On 5/2/19 10:16 AM, Bruno Haible wrote:
> Hi Alex,
> 
>> GNU Emacs spends about ~6s out of ~28s in its configuration process to
>> determine supported C compiler warnings.
> 
> It's good that you tackle this problem. Thanks!
> 
>> This macro first checks if all the supplied warnings are
>> supported, and then only checks them individually (via gl_WARN_ADD) if
>> that check fails.
> 
> So, the speed improvement exists only for the newest compilers; people
> who use a compiler that was released 1 or 2 years before the Emacs release
> will see no improvement.
> 
> How about a modified algorithm?
>   1) In a first pass, use the GCC's --help=warnings output to determine which
>      warnings are likely supported. Unfortunately, for clang, I don't know
>      of such a help option.
>   2) When the first check (with all the options) fails, split that list into
>      2 (or 3, or 4) chunks of nearly equal size, and perform the check
>      on each sub-list. And so on, recurse.
>      This way, you would still get some performance benefit if the compiler
>      supports 80% of the requested warnings but not all of them.
> 
> Finally, since there is no semantic difference between gl_WARN_ADD and
> gl_WARN_ADD_MULTIPLE, except that the latter allows multiple options, how
> about extending the gl_WARN_ADD macro (to allow multiple options) instead
> of defining a different macro (gl_WARN_ADD_MULTIPLE)?
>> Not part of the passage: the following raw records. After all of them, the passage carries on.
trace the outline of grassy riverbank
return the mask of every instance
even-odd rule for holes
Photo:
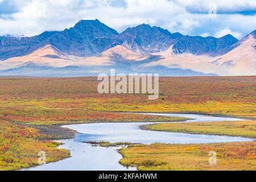
[[[155,131],[256,138],[256,121],[161,123],[145,125],[142,127],[143,129]]]
[[[47,163],[70,156],[69,151],[56,148],[60,143],[39,140],[46,137],[34,128],[0,121],[0,171],[36,166],[41,151],[46,154]]]
[[[211,151],[217,153],[216,165],[209,164]],[[121,164],[139,170],[256,170],[256,142],[140,145],[120,153]]]
[[[0,169],[36,165],[40,150],[50,154],[48,162],[68,156],[69,151],[56,149],[56,144],[49,144],[52,142],[42,141],[72,137],[73,131],[60,128],[60,125],[185,119],[121,112],[205,113],[255,119],[255,78],[161,77],[159,99],[148,100],[146,94],[99,94],[95,77],[1,77]],[[26,133],[27,129],[34,130]]]

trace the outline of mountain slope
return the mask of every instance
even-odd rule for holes
[[[214,55],[224,52],[237,41],[230,35],[220,39],[184,36],[145,24],[119,34],[98,19],[80,20],[63,31],[46,31],[32,37],[0,37],[0,60],[26,55],[47,44],[79,57],[97,55],[117,45],[144,53],[163,51],[174,45],[175,53]]]
[[[0,60],[24,56],[51,44],[63,52],[88,56],[105,51],[118,35],[98,20],[81,20],[74,27],[63,31],[44,32],[32,37],[0,37]]]

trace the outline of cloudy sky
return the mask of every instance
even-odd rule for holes
[[[0,0],[0,35],[32,36],[96,18],[119,32],[146,23],[184,35],[241,39],[256,29],[256,1]]]

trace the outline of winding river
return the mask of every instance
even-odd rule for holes
[[[181,117],[192,118],[192,122],[234,121],[241,119],[212,117],[197,114],[144,113],[140,114]],[[189,134],[142,130],[139,126],[152,123],[101,123],[68,125],[63,127],[77,131],[79,134],[73,139],[58,140],[64,144],[60,148],[71,151],[71,157],[55,163],[49,163],[26,170],[30,171],[118,171],[136,170],[126,168],[118,163],[122,156],[116,147],[93,147],[85,141],[128,142],[151,144],[156,142],[166,143],[209,143],[252,141],[253,139],[219,135]]]

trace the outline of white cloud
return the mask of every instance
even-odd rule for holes
[[[181,6],[195,13],[208,13],[210,4],[215,4],[218,13],[256,10],[256,1],[252,0],[176,0]]]
[[[229,28],[229,27],[226,27],[223,30],[221,30],[215,34],[216,38],[220,38],[226,35],[230,34],[236,38],[237,39],[241,39],[242,38],[242,34],[239,32],[233,32]]]
[[[209,36],[210,35],[210,33],[209,33],[209,32],[204,32],[200,35],[201,36],[203,36],[204,38],[207,38],[208,36]]]
[[[213,1],[208,0],[123,0],[117,6],[116,0],[63,0],[61,3],[59,0],[13,1],[18,11],[2,16],[0,15],[0,35],[32,36],[46,30],[69,28],[80,19],[96,18],[119,32],[141,23],[160,26],[171,32],[192,35],[208,32],[213,36],[219,28],[226,27],[234,33],[246,35],[256,27],[256,15],[221,14],[213,19],[208,14],[188,11],[188,9],[201,8],[208,12],[208,3]],[[218,8],[225,5],[226,9],[234,11],[245,9],[249,5],[254,7],[254,3],[246,0],[214,1]]]

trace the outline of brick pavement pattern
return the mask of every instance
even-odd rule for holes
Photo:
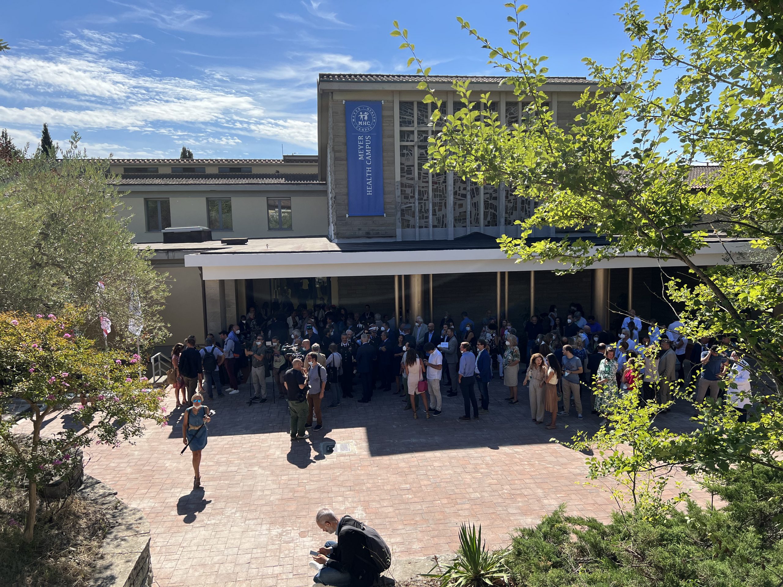
[[[216,414],[201,490],[191,491],[189,451],[179,454],[181,410],[171,413],[173,427],[150,427],[134,445],[88,451],[86,471],[146,515],[160,587],[307,587],[308,552],[329,538],[315,524],[321,506],[377,528],[399,559],[453,552],[464,521],[480,523],[488,545],[500,546],[564,502],[572,513],[602,520],[613,506],[605,492],[578,484],[585,456],[550,441],[571,438],[573,411],[557,430],[535,425],[527,388],[512,406],[496,380],[489,413],[470,422],[457,420],[461,396],[444,394],[442,416],[426,420],[420,411],[414,420],[399,396],[377,391],[370,404],[344,398],[324,409],[323,429],[293,442],[286,402],[248,406],[249,394],[244,384],[239,394],[207,401]],[[662,415],[661,425],[688,426],[686,411]],[[594,431],[597,418],[586,412],[579,427]],[[351,452],[325,452],[334,442]]]

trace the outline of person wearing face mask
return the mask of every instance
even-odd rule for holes
[[[565,336],[568,338],[573,338],[576,336],[576,333],[579,331],[579,326],[576,324],[574,320],[574,315],[569,314],[568,318],[565,319]]]
[[[587,356],[587,370],[590,371],[590,405],[593,406],[591,412],[594,414],[598,413],[595,409],[595,396],[594,394],[596,376],[598,373],[598,366],[601,365],[601,362],[605,358],[604,355],[605,351],[606,345],[604,343],[597,343],[595,352]]]
[[[263,404],[266,402],[266,348],[263,335],[256,335],[253,346],[250,351],[245,350],[245,355],[251,358],[251,401]]]
[[[231,336],[232,334],[233,334],[233,330],[232,330],[231,334],[229,334],[226,330],[221,330],[218,335],[223,341],[223,362],[226,363],[226,373],[229,376],[229,395],[240,392],[240,384],[236,382],[236,374],[234,372],[239,340],[236,335]]]
[[[521,357],[519,355],[519,347],[517,346],[517,337],[513,334],[509,334],[506,340],[506,352],[503,355],[503,383],[508,387],[508,400],[511,404],[518,404],[517,385],[519,376],[519,362]]]
[[[465,337],[463,342],[467,342],[471,345],[471,349],[473,349],[474,342],[476,339],[476,333],[473,332],[473,325],[468,324],[465,326]]]
[[[316,585],[370,587],[392,566],[392,550],[373,528],[350,516],[338,519],[328,508],[318,511],[316,524],[337,538],[327,541],[309,564],[318,571]]]

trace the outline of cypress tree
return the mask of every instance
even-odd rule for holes
[[[10,162],[19,157],[19,149],[8,135],[8,130],[0,131],[0,160]]]
[[[44,123],[44,129],[41,132],[41,150],[46,157],[53,157],[55,154],[54,143],[52,142],[52,137],[49,134],[49,127],[45,122]]]

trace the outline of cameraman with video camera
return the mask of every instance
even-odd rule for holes
[[[307,438],[305,435],[305,425],[307,423],[309,409],[307,395],[309,384],[302,360],[298,358],[294,358],[293,365],[294,366],[286,372],[283,377],[288,397],[288,410],[291,415],[289,432],[291,440],[301,440]]]
[[[250,348],[247,348],[247,346]],[[264,344],[264,335],[260,332],[255,335],[255,342],[246,343],[245,356],[251,357],[251,401],[258,400],[258,403],[266,402],[266,347]],[[261,394],[259,398],[259,393]]]

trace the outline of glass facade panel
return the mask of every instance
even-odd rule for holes
[[[412,145],[401,145],[399,147],[400,222],[402,229],[413,229],[416,226],[413,215],[416,201],[414,149],[415,147]]]
[[[207,217],[211,230],[233,230],[230,198],[207,198]]]
[[[294,228],[290,198],[267,198],[266,211],[269,230],[291,230]]]
[[[482,225],[482,186],[471,182],[471,230]]]
[[[454,178],[454,228],[467,226],[467,182]]]
[[[432,174],[432,228],[446,229],[446,206],[448,197],[446,194],[446,178],[445,173]]]
[[[494,185],[484,186],[484,225],[497,226],[498,189]]]
[[[416,125],[427,126],[430,123],[430,105],[424,102],[416,103]]]
[[[157,232],[171,225],[171,210],[168,199],[145,200],[147,232]]]
[[[399,125],[402,128],[414,126],[413,102],[399,103]]]

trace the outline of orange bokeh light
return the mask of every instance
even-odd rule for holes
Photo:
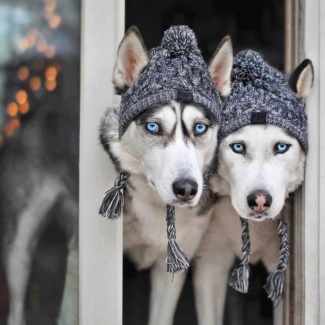
[[[33,77],[29,81],[29,86],[34,91],[39,89],[41,84],[42,81],[39,77]]]
[[[45,81],[45,88],[49,91],[54,90],[57,86],[57,81],[46,80]]]
[[[29,104],[28,102],[19,105],[19,112],[23,115],[27,114],[29,110]]]
[[[49,67],[45,70],[45,78],[49,81],[55,80],[58,75],[58,70],[55,67]]]
[[[45,51],[45,56],[47,58],[53,58],[55,54],[56,49],[54,45],[50,45]]]
[[[20,90],[16,94],[16,100],[18,104],[21,105],[26,102],[27,97],[27,93],[25,90]]]
[[[17,103],[12,102],[7,106],[7,112],[12,117],[16,116],[18,112],[18,106]]]
[[[20,121],[18,119],[12,119],[8,121],[4,127],[5,133],[7,136],[10,136],[14,131],[20,126]]]
[[[17,75],[20,80],[23,81],[25,80],[29,75],[29,70],[27,67],[21,67],[18,69]]]
[[[61,23],[61,18],[58,15],[55,15],[48,21],[48,26],[50,28],[54,29],[58,27]]]
[[[18,44],[18,48],[22,52],[23,52],[29,47],[29,41],[27,38],[23,38],[21,40]]]

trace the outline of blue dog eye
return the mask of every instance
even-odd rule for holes
[[[288,145],[286,143],[283,143],[283,142],[278,143],[277,146],[277,149],[278,152],[283,152],[286,151],[288,148]]]
[[[149,122],[147,124],[147,128],[150,132],[158,132],[158,124],[155,122]]]
[[[244,146],[240,142],[236,142],[232,145],[232,150],[236,152],[241,152],[244,150]]]
[[[202,134],[206,129],[206,125],[202,123],[198,123],[195,127],[195,131],[199,134]]]

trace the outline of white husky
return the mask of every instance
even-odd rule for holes
[[[293,72],[298,73],[292,79],[297,80],[295,88],[304,100],[312,85],[311,64]],[[238,143],[244,144],[245,155],[232,150]],[[279,143],[289,145],[283,154],[275,152]],[[276,268],[279,240],[274,220],[281,213],[289,193],[302,182],[305,160],[298,140],[274,125],[247,125],[219,144],[217,175],[211,182],[216,192],[225,196],[215,206],[196,254],[195,283],[200,324],[222,324],[229,271],[236,257],[240,256],[238,215],[249,220],[251,263],[261,261],[268,271]],[[265,195],[255,193],[252,204],[250,195],[261,188]]]
[[[137,29],[131,27],[118,51],[113,80],[117,93],[123,96],[148,60],[142,38]],[[224,96],[230,91],[232,63],[231,42],[226,37],[210,69]],[[166,203],[176,206],[177,239],[189,259],[210,221],[212,204],[205,176],[212,170],[218,126],[209,111],[197,105],[171,101],[141,114],[120,140],[118,109],[109,109],[101,124],[104,148],[113,161],[118,160],[132,173],[124,189],[124,248],[139,269],[151,268],[151,325],[172,323],[186,275],[175,275],[172,283],[172,275],[166,272]],[[163,125],[162,136],[146,129],[150,123]],[[195,126],[200,123],[206,129],[197,136]]]

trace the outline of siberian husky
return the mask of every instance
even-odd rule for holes
[[[42,107],[1,150],[0,213],[8,325],[26,324],[25,298],[33,253],[53,211],[68,241],[58,324],[78,323],[79,111],[74,109],[78,104],[69,106],[68,114],[66,105],[55,110]]]
[[[312,83],[312,66],[309,64],[293,73],[293,88],[304,100]],[[290,147],[280,156],[274,149],[280,143]],[[245,144],[245,155],[232,150],[235,143]],[[223,323],[229,271],[236,257],[240,256],[239,216],[249,220],[251,262],[262,261],[268,271],[276,269],[279,240],[274,220],[282,213],[289,193],[303,181],[306,158],[296,139],[272,125],[247,125],[219,144],[217,173],[210,181],[221,196],[196,254],[194,283],[201,325]],[[252,204],[249,197],[256,188],[264,189],[265,193],[255,193]]]
[[[148,62],[136,28],[126,33],[117,61],[113,82],[117,93],[123,96]],[[216,50],[210,70],[224,96],[230,91],[232,63],[231,42],[226,37]],[[213,170],[218,126],[203,107],[172,101],[140,114],[120,140],[119,109],[106,112],[100,138],[112,161],[122,162],[132,172],[124,189],[124,252],[139,270],[151,268],[149,324],[171,324],[187,272],[175,274],[172,282],[172,275],[166,272],[166,203],[176,206],[177,239],[191,259],[212,213],[207,181]],[[157,120],[163,124],[164,133],[155,137],[145,127]],[[193,125],[199,122],[207,129],[203,136],[196,137]]]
Mentioned 2 years ago (but being still too busy to make a gnulib module
from it); Wget2's implementation using --help=warnings is here and FSF
copyrighted:

https://gitlab.com/gnuwget/wget2/blob/master/m4/wget_manywarnings.m4

And how to use / fine-tune it can be seen in L106 of

https://gitlab.com/gnuwget/wget2/blob/master/configure.ac

There is gcc and clang support. The configure.ac creates two sets of
compiler flags, for wget2/libwget sources and for gnulib sources.